"What you do after you've got it is your affair," he said. "Just gimme a couple hundred dollars and a chance to blow this town, and it's all yours."
Simon glanced at the city editor of the Times-Tribune, who was reclining in a junk-pile armchair in the corner with his shabby hat tilted over his eyes, who might have been passed over as asleep except that the eyes were visible and open under the stained straw brim. The eyes touched the Saint briefly and brightly, but nothing else in the composition looked alive. The Saint knew that he was still on his own, according to the agreement.
He said: "What hotel were you working on?"
"The Campeche."
"How much for?"
"Fifty bucks. And my bill."
"I'll take care of all that. You can probably be sprung in a couple of hours. Then I'll meet you at the Campeche and give you two hundred bucks for that statement and your list of names. Then I'll give you two hours to start traveling before I break the story. After that, you're on your own."
"You made a deal, mister. And as soon as I get that dough, I'll take my chance on getting out of here or I'll take what's coming to me.

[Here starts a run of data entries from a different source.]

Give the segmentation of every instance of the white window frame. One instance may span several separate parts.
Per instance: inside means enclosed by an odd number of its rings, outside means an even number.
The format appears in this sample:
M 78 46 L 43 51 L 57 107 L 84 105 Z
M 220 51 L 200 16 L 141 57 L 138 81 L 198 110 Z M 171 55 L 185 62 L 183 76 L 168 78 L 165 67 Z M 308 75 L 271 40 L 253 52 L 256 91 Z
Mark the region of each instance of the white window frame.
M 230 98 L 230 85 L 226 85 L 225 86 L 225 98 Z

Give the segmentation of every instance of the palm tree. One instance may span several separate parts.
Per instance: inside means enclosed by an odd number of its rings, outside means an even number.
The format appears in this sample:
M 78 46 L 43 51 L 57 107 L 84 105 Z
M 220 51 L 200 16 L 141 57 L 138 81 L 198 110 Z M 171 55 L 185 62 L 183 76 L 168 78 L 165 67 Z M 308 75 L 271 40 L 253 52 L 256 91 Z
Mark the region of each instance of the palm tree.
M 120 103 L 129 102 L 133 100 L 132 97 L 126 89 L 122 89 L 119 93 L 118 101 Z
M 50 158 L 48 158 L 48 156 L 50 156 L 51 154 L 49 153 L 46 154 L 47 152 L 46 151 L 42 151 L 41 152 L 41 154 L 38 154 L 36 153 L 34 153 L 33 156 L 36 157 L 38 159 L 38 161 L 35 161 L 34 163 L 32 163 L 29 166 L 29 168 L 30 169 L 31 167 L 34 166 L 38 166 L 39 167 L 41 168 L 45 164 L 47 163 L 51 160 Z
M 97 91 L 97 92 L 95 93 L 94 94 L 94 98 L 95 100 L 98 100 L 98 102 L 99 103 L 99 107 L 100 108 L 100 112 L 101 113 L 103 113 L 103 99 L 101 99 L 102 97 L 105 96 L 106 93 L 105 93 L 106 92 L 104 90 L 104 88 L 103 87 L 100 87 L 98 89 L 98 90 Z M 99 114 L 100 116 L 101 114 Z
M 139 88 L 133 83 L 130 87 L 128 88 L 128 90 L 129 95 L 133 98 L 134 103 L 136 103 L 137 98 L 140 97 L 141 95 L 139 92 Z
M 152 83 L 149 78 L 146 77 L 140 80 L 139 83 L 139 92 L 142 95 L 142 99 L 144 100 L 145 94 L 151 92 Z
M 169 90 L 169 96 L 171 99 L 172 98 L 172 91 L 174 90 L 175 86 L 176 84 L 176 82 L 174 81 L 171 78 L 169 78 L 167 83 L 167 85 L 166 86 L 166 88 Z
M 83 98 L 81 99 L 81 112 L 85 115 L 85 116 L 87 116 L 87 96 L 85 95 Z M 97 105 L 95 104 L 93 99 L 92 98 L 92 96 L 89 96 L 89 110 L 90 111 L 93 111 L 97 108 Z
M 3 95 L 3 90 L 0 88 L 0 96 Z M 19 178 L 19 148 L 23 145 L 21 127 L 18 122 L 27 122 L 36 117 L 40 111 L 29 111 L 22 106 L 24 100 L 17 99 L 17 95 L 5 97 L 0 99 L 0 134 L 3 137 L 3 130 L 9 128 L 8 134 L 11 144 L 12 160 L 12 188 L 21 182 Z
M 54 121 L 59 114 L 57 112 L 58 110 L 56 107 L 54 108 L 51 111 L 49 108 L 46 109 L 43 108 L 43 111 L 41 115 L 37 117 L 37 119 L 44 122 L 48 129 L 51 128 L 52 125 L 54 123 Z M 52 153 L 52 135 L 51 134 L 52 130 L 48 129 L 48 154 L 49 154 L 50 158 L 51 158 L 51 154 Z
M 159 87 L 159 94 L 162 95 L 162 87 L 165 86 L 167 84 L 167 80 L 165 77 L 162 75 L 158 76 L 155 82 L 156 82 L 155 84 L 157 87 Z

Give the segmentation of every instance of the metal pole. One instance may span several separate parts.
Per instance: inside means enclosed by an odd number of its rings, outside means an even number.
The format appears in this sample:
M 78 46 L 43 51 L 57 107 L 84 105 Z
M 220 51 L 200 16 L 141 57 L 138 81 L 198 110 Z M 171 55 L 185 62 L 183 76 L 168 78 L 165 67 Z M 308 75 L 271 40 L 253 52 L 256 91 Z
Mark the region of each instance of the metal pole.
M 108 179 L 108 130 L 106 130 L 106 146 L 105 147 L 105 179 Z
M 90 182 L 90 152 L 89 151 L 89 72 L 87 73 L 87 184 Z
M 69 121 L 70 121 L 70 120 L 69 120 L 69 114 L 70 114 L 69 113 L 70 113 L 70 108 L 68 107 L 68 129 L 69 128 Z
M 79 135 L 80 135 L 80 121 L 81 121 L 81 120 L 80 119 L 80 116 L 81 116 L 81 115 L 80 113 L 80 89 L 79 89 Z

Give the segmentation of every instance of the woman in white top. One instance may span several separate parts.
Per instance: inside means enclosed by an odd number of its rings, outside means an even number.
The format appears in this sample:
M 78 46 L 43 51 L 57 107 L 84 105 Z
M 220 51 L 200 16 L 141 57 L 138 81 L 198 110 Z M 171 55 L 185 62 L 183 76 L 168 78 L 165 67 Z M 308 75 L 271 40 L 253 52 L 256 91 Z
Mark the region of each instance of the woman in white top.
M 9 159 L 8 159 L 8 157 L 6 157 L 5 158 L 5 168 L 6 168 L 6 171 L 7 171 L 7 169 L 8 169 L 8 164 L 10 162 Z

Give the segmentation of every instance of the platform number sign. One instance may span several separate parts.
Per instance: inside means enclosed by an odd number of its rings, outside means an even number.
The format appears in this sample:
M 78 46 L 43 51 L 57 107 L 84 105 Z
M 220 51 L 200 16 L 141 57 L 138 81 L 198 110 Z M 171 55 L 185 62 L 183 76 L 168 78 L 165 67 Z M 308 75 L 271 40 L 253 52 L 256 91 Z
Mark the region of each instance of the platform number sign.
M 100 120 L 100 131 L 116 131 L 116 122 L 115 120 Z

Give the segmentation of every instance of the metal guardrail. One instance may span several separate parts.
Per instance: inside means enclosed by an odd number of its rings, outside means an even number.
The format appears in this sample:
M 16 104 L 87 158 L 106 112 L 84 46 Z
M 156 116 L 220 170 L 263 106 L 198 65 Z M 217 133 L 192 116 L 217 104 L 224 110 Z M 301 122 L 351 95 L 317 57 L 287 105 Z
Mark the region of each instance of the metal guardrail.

I don't want anything except to be all washed up with this."
His cathartic relief or else his blind faith in his ability to elude the seines of the FBI was either way so pathetic that Simon didn't have the heart to freeze him down any more. He hitched himself out of the window frame and opened the office door to call back the jailer.
The city editor rocked his antique panama back on his head and tried to keep step beside him as they left.